Tra le paure più diffuse nel mondo, quella di morire non è mai tra le prime 5, talvolta nemmeno nelle prime 10. Ci sono cose che spaventano più della morte. Alcune sono fobie classiche, come quella di volare (altitudine) o degli insetti, sempre molto presenti nelle classifiche. Poi ci sono quelle determinate dai fattori geopolitici, le guerre, i problemi finanziari e, naturalmente, la paura di contrarre brutte malattie. Ce n’è poi sempre una tra le prime 10 e molto spesso tra le prime 5, che in termini moderni viene chiamata glossofobia, ma è conosciuta ai più, come paura di parlare in pubblico.
Parlare davanti a un pubblico mette a disagio e talvolta terrorizza molte persone. È davvero difficile trovare qualcuno che sia a perfetto agio quando deve parlare davanti a molte persone (non necessariamente molte). Il disagio del public speaking è molto soggettivo. Per qualcuno è più difficile avere davanti a sé poche persone, altri sono spaventati solo dalle grandi platee. Molto poi dipende dall’ambiente e dalla situazione. Conoscere il luogo o l’argomento può aiutare chi parla. Ci sono anche fattori interni ed esterni che incidono sulla capacità e sull’efficacia dello speaker. Fattori esterni possono essere determinate persone nel pubblico, l’utilizzo di strumenti tecnologici che non funzionano o che non si conoscono, ma anche rumori, domande polemiche e molte altre interferenze. I fattori interni, su cui possiamo lavorare maggiormente, sono anche quelli che possono incidere in maniera determinante: convinzioni limitanti e relative costanti preoccupazioni su nostre presunte incapacità, poco sonno o una mattinata difficile a casa, ma anche il focalizzarsi su cose poco importanti o solo su una parte di quello che dobbiamo comunicare (ad esempio, come già scritto in precedenza, focalizzarsi solo sul contenuto e non sulla relazione con il pubblico).

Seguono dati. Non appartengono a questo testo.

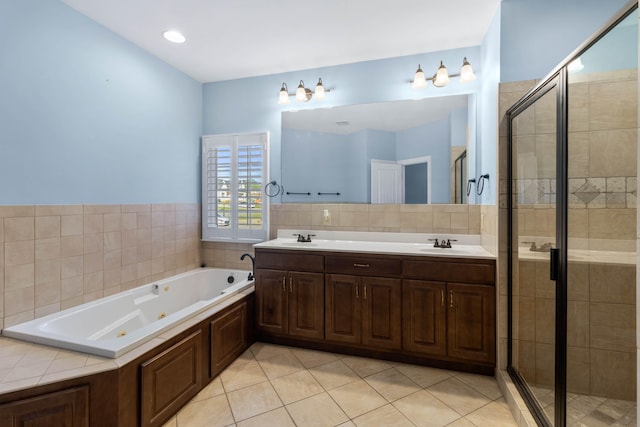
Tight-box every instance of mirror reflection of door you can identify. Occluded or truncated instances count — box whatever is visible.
[371,156,431,204]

Insomma ancora prima di partire con un discorso, molto spesso abbiamo grandi montagne da scalare.
Esistono molti testi che provano a insegnare segreti e tecniche per essere ottimi oratori, tuttavia l’unico vero segreto è quello tipico di ogni abilità che abbiamo imparato nella nostra vita da quando siamo nati a oggi: provarci continuamente e sbagliare. Il circolo vizioso si innesca quando la paura del public speaking ci fa evitare il più possibile la situazione che ci spaventa, evitando di trovarci davanti al pubblico, talvolta fuggendo dall’eventualità che possa accadere. Molto spesso chi ha il terrore di trovarsi a parlare davanti a un pubblico non lo ha mai fatto, sembra incredibile, eppure spesso ci autolimitiamo ancora prima di scoprire le nostre abilità.

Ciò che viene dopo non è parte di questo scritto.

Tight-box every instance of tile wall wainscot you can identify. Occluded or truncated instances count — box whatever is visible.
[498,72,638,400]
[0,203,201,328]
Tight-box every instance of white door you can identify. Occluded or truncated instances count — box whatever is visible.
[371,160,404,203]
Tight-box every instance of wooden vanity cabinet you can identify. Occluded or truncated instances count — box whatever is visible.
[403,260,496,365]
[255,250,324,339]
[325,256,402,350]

Per innescare un circolo virtuoso è necessario mettersi in difficoltà, cercando occasioni per superare le nostre paure, evitando di mettersi troppo a rischio. Forse prima di azzardare un intervento davanti al board aziendale, possiamo metterci alla prova con gli amici, in una riunione condominiale o anche alla riunione di classe di un figlio. Insomma, è necessario lavorarci, anche perché man mano che la nostra professionalità cresce, saper parlare in pubblico diventa una competenza che viene data per scontata. Un amministratore delegato deve saper guidare un’azienda e avere tante competenze di coordinamento e e gestionali, ivi compresa la capacità di parlare in pubblico. Mi capita spesso, infatti, di sentire collaboratori stupiti della scadente qualità del public speaking di non pochi top manager.

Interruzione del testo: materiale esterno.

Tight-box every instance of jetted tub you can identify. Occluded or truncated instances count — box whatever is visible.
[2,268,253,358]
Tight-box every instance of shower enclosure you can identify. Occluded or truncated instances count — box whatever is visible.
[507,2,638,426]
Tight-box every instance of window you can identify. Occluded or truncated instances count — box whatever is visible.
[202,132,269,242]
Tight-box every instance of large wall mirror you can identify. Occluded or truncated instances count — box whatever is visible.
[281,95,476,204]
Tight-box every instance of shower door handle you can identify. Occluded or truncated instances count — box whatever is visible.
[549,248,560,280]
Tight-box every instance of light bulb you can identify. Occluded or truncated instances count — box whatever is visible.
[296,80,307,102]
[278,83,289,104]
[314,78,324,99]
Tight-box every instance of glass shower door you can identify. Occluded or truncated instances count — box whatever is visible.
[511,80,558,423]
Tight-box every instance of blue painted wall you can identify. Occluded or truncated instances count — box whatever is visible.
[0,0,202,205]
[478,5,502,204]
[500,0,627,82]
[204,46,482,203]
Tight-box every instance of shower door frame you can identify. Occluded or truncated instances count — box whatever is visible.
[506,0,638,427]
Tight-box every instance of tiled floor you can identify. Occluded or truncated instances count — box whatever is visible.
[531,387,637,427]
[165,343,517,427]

Parlare in pubblico è una competenza trasversale alle diverse mansioni e attività lavorative e, in un mondo iperconnesso come quello in cui viviamo, è davvero difficile non si presenti mai nella quotidianità lavorativa delle persone. Saper comunicare ad altre persone in modo efficace diviene la marcia in più per avere maggiori possibilità di crescita personale. Spesso in aula, affrontando questi temi con i manager, chiedo quante volte si preparano prima di un intervento o di uno speech importante. È raro che qualcuno abbia provato il proprio discorso più di una volta (molto spesso nemmeno quell’unica volta). Essere limitati da noi stessi credo sia la forma di autolesionismo maggiormente praticata da ognuno di noi, anche se poi cerchiamo alibi esterni (“voglio lasciare spazio anche agli altri”, “la prossima volta mi offro io”, “alla fine è meglio se conduce lei/lui”,…).
Umanamente le paure ci bloccano fisicamente e mentalmente, la buona notizia è che le persone maggiormente abilitate a sbloccare i nostri freni e le nostre convinzioni limitanti siamo proprio noi stessi. Occorre conoscersi, darsi obiettivi e lavorare passo dopo passo per crescere ed essere soddisfatti di sé.